Sabtu, 27 September 2025
Daging kambing dikenal sebagai makanan yang memiliki banyak kandungan nutrisi.
Daging kambing menjadi salah satu sajian khas Iduladha. Seperti diketahui, hari raya umat Islam yang satu ini memang dilakukan dengan memotong hewan kurban, seperti kambing, sapi, dan domba. Selepas acara pemotongan hewan kurban, perayaan dilanjutkan dengan mengolah daging.
Namun, tidak semua orang yang cukup berani untuk menikmati daging kambing. Salah satu hal yang dikhawatirkan adalah naiknya kadar kolesterol jahat di dalam tubuh.
Memang, makanan yang satu ini merupakan sumber lemak jenuh. Jika dikonsumsi secara berlebihan dan dengan cara yang tidak tepat, daging kambing bisa meningkatkan risiko penyakit kolesterol tinggi. Lantas, apa yang harus dilakukan?
Tips Sehat Mengolah Daging Kambing
Pada dasarnya, daging kambing merupakan makanan yang memiliki banyak kandungan gizi. Ini mungkin bisa menjadi kabar baik bagi pencinta kambing.
Dalam 100 gram kambing, setidaknya ada sekitar 150 kalori, 27 gram protein, serta 15 gram lemak. Jenis makanan ini juga kaya akan kandungan kalium, vitamin B12, zat besi, magnesium, selenium, serta omega-3.
Meski begitu, sisi lain dari makanan ini tetap harus diperhatikan.
Meski daging kambing kaya akan kandungan nutrisi, tetapi juga merupakan sumber lemak jenuh.
Makanan ini juga bisa meningkatkan risiko naiknya kadar kolesterol di dalam darah. Maka dari itu, jumlah asupan atau konsumsi daging ini perlu dibatasi.
Menurunkan Risiko Penyakit
Selain membatasi jumlah daging yang dikonsumsi, cara mengolah dan memasak makanan ini juga harus diperhatikan.
Ada beberapa hal penting serta tips agar tetap nyaman konsumsi daging kambing, di antaranya:
1. Porsi yang Pas
Berlebihan mengonsumsi makanan ini disebut bisa meningkatkan kadar kolesterol di dalam darah. Maka dari itu, penting untuk mengetahui porsi yang pas.
Agar terhindar dari risiko penyakit, konsumsi daging kambing atau daging merah lainnya disarankan sebanyak 1-2 porsi dalam seminggu.
Pastikan juga untuk memilih daging yang segar dan bersih.
2. Perbandingan Nutrisi
Mengonsumsi makanan ini memang bisa membantu memenuhi kebutuhan nutrisi. Namun, bukan berarti harus dikonsumsi secara berlebihan.
Biar tubuh tetap nyaman dan tidak memicu penyakit, penting untuk mengetahui perbandingan nutrisi makanan sehingga tidak dikonsumsi secara berlebihan.
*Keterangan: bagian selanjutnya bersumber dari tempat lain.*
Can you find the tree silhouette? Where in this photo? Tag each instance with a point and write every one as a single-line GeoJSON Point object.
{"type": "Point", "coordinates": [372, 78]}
Dalam 100 gram daging kambing matang terdapat 75 mg kolesterol. Namun, jumlah ini cenderung lebih sedikit dibandingkan dada ayam (85 mg kolesterol) dan daging sapi sirloin (90 mg kolesterol).
3. Mengolah dengan Tepat
Penting juga untuk mengetahui cara mengolah dan memasak daging dengan tepat. Jangan menggoreng kambing, sebab proses masak ini bisa menambahkan kadar lemak pada daging.
Sebagai gantinya, cobalah untuk mengolah daging dengan cara dibakar, dipanggang, disatai, atau dibuat sup.
Pastikan juga untuk membuang lemak pada daging sebelum mengolahnya.
4. Lengkapi dengan Sayuran
Jika tujuannya untuk menyantap daging kambing tanpa takut kolesterol naik, coba barengi dengan konsumsi sayuran dan buah.
Selain baik untuk mencukupi asupan serat, jenis makanan ini juga bisa melancarkan pencernaan dan mengurangi penyerapan kolesterol dari daging.
Selain daging kambing, terdapat daging sapi yang sering dikonsumsi masyarakat. Lantas, di antara keduanya, Lebih Sehat Mana, Daging Sapi atau Kambing?
Jika muncul gejala penyakit yang mirip dengan kolesterol tinggi, sebaiknya segera beristirahat.
Jika gejalanya parah, segera pergi ke rumah sakit terdekat untuk mendapatkan penanganan medis.
Apabila setelah mengonsumsi daging kambing merasa khawatir kolesterol tinggi, kamu bisa melakukan cek kolesterol untuk mengetahuinya.
Selain untuk mengetahui kadar kolesterol, tindakan tersebut juga dapat menjadi langkah preventif apabila kadar kolesterol yang kamu miliki cukup tinggi.